Sunday, November 1, 2009

Lacey's Kisses

by Felicity Dowker

Everyone agreed that it was the worst sort of tragedy.

Lacey Kensington was five years old when a drunk driver veered up onto the kerb and slammed into her tiny body one bright afternoon. The impact jerked Lacey’s hand out of her mother’s and threw her clean over to the other side of the road. Kendra Kensington watched with horrified eyes as her little daughter slammed into the pavement and lay unmoving in a growing pool of blood, both legs sticking out at crazed angles. Ignoring the slurred apologies of the driver (who didn’t seem to know where he was), Kendra ran across the road, desperate to reach Lacey. She knew if she could just lay her hands on the girl and beg her to sit up, to speak, to plant one of her sweet soft kisses on her mother’s cheek, Lacey would be alright.

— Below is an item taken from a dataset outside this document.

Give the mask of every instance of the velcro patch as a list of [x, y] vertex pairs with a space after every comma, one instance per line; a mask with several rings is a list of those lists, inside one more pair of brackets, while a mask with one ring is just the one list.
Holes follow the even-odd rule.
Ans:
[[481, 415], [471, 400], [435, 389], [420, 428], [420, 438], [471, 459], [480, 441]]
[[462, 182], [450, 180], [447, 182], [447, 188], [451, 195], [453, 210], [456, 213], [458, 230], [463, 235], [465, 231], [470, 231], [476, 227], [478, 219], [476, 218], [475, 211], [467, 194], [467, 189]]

But the air was thick sludge around her, and as she struggled to move through it, each moment agonizingly slow, Kendra was filled with the sudden certainty that Lacey would never gift her with a warm wet kiss ever again.

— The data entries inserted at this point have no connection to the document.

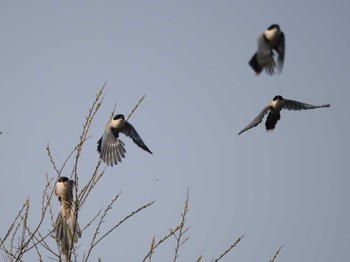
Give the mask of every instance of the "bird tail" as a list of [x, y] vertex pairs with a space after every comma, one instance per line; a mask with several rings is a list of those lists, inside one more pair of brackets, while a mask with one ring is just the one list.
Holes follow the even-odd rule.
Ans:
[[263, 68], [259, 65], [258, 59], [257, 59], [257, 53], [255, 53], [253, 55], [253, 57], [250, 59], [249, 61], [249, 65], [253, 68], [253, 70], [255, 71], [255, 73], [258, 75], [261, 73], [261, 71], [263, 70]]
[[65, 210], [61, 206], [60, 213], [56, 219], [55, 235], [62, 253], [68, 255], [73, 248], [73, 243], [77, 242], [78, 238], [81, 237], [81, 230], [76, 222], [76, 215], [73, 209]]

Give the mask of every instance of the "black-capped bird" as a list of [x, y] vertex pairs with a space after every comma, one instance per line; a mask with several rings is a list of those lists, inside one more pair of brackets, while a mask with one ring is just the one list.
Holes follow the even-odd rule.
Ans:
[[67, 255], [73, 243], [81, 237], [81, 230], [76, 221], [73, 206], [73, 180], [60, 177], [55, 188], [55, 195], [60, 201], [60, 213], [56, 220], [55, 236], [60, 243], [62, 253]]
[[275, 73], [277, 53], [277, 70], [281, 73], [285, 54], [285, 36], [279, 25], [273, 24], [258, 37], [258, 50], [249, 61], [249, 65], [258, 75], [263, 69], [269, 75]]
[[119, 139], [119, 133], [130, 137], [136, 145], [153, 154], [142, 141], [135, 128], [124, 119], [124, 115], [115, 115], [108, 121], [104, 135], [97, 142], [97, 151], [107, 166], [117, 165], [125, 157], [125, 144]]
[[252, 122], [250, 122], [245, 128], [243, 128], [238, 135], [242, 134], [243, 132], [257, 126], [261, 123], [264, 116], [268, 114], [265, 127], [267, 131], [273, 131], [275, 129], [275, 126], [277, 124], [277, 121], [280, 120], [281, 115], [280, 111], [282, 109], [287, 110], [307, 110], [307, 109], [315, 109], [315, 108], [321, 108], [321, 107], [330, 107], [330, 104], [323, 104], [319, 106], [314, 106], [294, 100], [284, 99], [282, 96], [278, 95], [275, 96], [271, 102], [268, 103], [267, 106], [264, 107], [264, 109], [260, 112], [260, 114], [254, 118]]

She didn’t know it, but she was screaming even before she saw the gaping hole in Lacey’s head.

__________


Five long months in hospital followed, plugged into an IV drip, a respirator, a catheter, a colostomy bag, and riddled with wires and monitors. There was not much of the little girl left in Lacey. She had become a skeletal old woman, her diminutive form pitiful under the stark white sheets and fluorescent glare. Her skull bore a visible crater from the fracture she’d sustained, and her legs were twisted beyond recognition. Their healing had been slow and problematic, plagued by recurring infections. Her sunken eyes were perpetually closed, ringed in garish yellow. The only sound in the bare room was the whoosh-beep, whoosh-beep of the respirator and heart monitor. Kendra heard that noise in her sleep; not that she got much sleep these days.

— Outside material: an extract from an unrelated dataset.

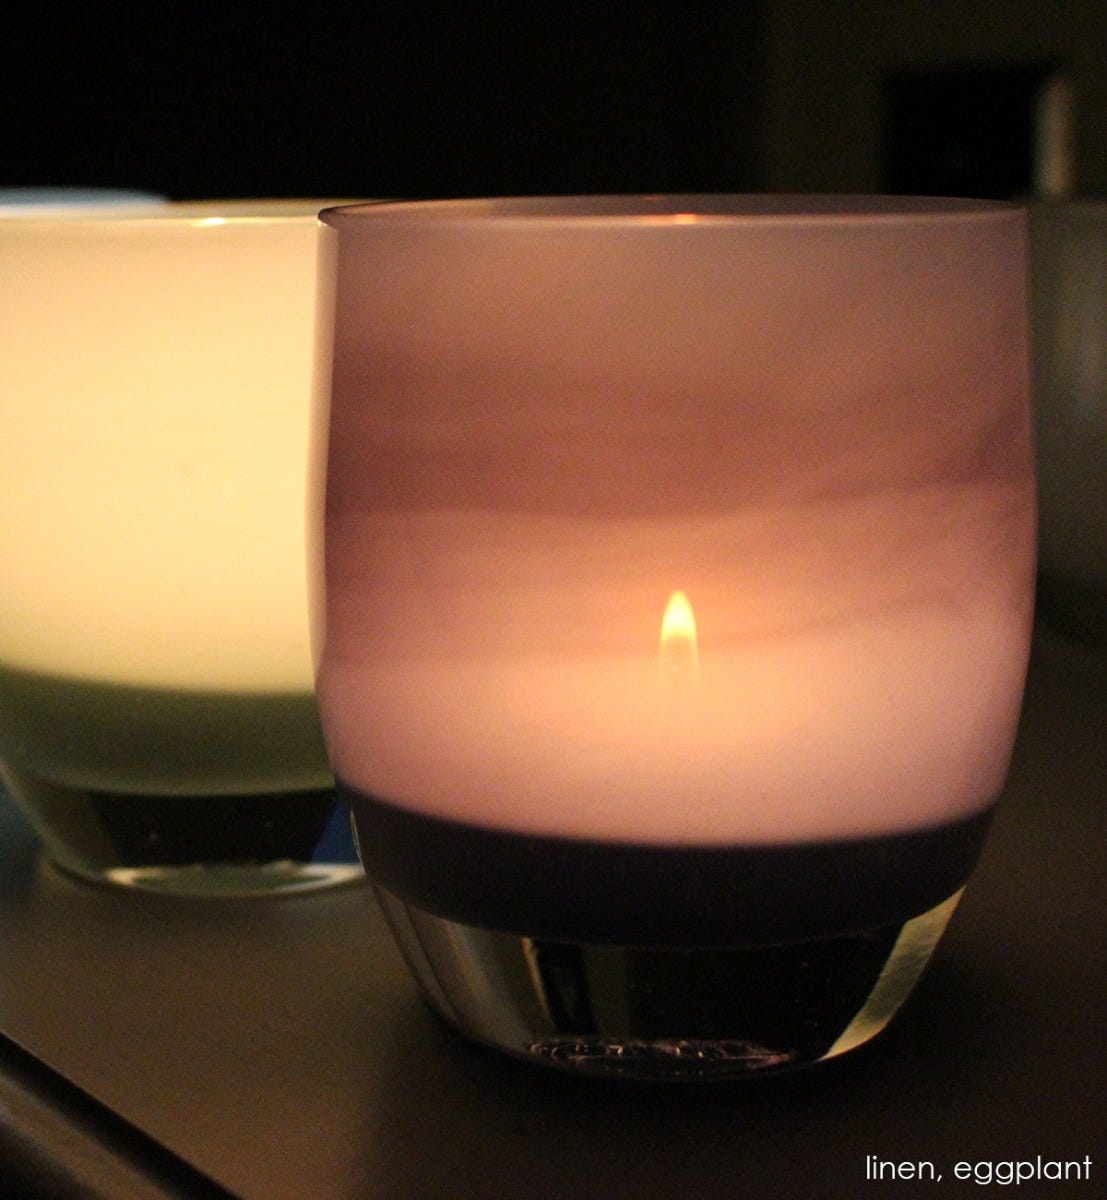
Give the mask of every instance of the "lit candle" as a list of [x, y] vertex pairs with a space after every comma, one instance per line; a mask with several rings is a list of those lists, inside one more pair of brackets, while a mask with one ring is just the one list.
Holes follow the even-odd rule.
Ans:
[[[914, 205], [324, 215], [318, 690], [387, 893], [771, 940], [964, 882], [1031, 620], [1022, 219]], [[628, 888], [682, 915], [658, 933]]]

Every time she dangled on the brink of slumber, she heard the shriek of brakes, the squeal of tyres, and the grisly whump as the car hit Lacey’s body and plunged them both into an endless waking nightmare.

My baby. My darling, precious, poor tiny baby. Look what’s become of you. It’s beyond unfair. It’s…evil. Do you blame me? Sometimes in my dreams, you tell me it’s my fault. I should have seen the car coming. I should have saved you. But I didn’t.

Kendra kept a photo of Lacey from Before propped on her steel bedhead, so that when it became too overwhelmingly terrible and she wanted to run sobbing from the sarcophagal room, she could look at the picture and remember who the ravaged creature in the bed used to be. A plump girl with curly blonde hair and an impish grin twinkled at Kendra from the photo, all blue eyes and small white teeth.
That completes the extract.